Dedication—Revocability.—Neither the Owner' of Land nor Anyone claiming under him can recall a dedication once made and accepted, so long as the land remains in the use to which it was dedicated, although, subject to the user, the owner has the fee notwithstanding the dedication.
McKEE, J. The question in this case is, whether a strip of land about sixty feet wide on the southerly side of ten acre lot number 164 of the lands of the Southern California Association, south of Riverside, is part of a public highway. .
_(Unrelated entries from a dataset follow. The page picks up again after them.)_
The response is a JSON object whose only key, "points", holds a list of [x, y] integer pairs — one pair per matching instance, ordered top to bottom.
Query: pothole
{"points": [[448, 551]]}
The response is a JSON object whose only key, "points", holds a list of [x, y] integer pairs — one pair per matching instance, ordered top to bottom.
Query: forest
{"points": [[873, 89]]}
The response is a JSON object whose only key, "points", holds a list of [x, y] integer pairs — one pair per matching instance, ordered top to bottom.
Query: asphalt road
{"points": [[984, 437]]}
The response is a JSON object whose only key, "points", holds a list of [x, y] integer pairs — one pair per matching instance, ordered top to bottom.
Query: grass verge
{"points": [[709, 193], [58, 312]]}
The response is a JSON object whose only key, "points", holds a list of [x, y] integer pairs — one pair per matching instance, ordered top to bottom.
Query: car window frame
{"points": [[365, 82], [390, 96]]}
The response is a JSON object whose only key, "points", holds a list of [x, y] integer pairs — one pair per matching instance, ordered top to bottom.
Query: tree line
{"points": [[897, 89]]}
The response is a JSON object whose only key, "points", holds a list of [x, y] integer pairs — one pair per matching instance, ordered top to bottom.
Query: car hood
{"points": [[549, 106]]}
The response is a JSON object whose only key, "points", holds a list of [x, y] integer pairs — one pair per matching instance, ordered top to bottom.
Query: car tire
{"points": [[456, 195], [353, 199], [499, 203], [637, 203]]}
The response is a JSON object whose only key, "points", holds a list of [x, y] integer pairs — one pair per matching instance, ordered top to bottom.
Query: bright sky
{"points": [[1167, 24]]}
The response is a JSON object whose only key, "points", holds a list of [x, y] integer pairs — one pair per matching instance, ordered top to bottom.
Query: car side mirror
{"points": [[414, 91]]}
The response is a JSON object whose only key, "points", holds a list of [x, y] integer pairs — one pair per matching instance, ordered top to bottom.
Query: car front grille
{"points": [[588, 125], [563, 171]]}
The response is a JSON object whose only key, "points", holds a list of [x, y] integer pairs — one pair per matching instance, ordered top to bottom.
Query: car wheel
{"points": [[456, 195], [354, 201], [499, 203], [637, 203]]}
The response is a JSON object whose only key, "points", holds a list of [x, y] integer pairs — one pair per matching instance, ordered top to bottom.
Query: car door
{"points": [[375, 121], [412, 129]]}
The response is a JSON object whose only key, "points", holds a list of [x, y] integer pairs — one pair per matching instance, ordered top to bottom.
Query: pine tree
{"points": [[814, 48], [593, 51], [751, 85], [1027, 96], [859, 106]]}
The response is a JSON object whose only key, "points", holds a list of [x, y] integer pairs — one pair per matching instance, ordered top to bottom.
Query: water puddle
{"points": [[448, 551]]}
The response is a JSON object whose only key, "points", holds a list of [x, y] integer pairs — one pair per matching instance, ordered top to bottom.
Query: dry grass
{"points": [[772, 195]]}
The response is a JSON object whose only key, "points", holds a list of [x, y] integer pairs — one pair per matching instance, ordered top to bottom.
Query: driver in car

It was admitted at the trial that the land was within the boundaries of the Jurupa ranch, that a patent to the ranch had been issued by the United States government on May 23, 1879, and that the plaintiff derived his title to the ten acre lot from the patentee. And the court found:
“1. That continuously and uninterruptedly from some time prior to February 15, 1876, until April, 1881, a road of sufficient width for the convenient use and travel of a wagon and teams was, and has been, used as a public highway, running easterly and westerly, along and near to the south side of the lot of land described in the pleadings as ten acre lot No. 164, south of Riverside, in this county, and said road was, at the commencement of this action, and during all the time complained of in the complaint, a public highway, and has never been abandoned or discontinued as such.
“2. That in April, 1881, and frequently since then, the plaintiff has interrupted the use of said road as a highway, and placed obstructions therein under claim that there did not [197]exist any public highway across his said premises, and that the defendant, as road overseer of the district in which the road was situated, entered upon the strip of land in controversy as part of the highway for the purpose of making needed repairs thereon, and not otherwise. ’ ’
No attack is made upon the findings. The prominent fact then, as found by the court, and with which we have to deal, is user of the land as part of a public highway. It is well settled that adverse occupancy and use of land as a public highway, for a period of time equal to that prescribed by the statute of limitations for bringing ejectment, will justify the presumption of a dedication to the public: Cincinnati v. White, 6 Pet. (U. S.) 431, 8 L. Ed. 452; Onstott v. Murray, 22 Iowa, 459; Geberling v. Wunnerberg, 51 Iowa, 125, 49 N. W. 861; Reed v. Northfield, 13 Pick. (Mass.) 94, 23 Am. Dec. 662; San Francisco v. Scott, 4 Cal. 114; Harding v. Jasper, 14 Cal. 642. Here the' user commenced on the 15th of February, 1876, was acquiesced in by the owner and enjoyed by the public, uninterruptedly, until April, 1881, and the suit was not commenced until May 15, 1882; more than six years had therefore run from the commencement of the user until the bringing of the suit, and the court was justifiable in inferring that the owner of the land had dedicated it to public use on the 16th of February, 1876.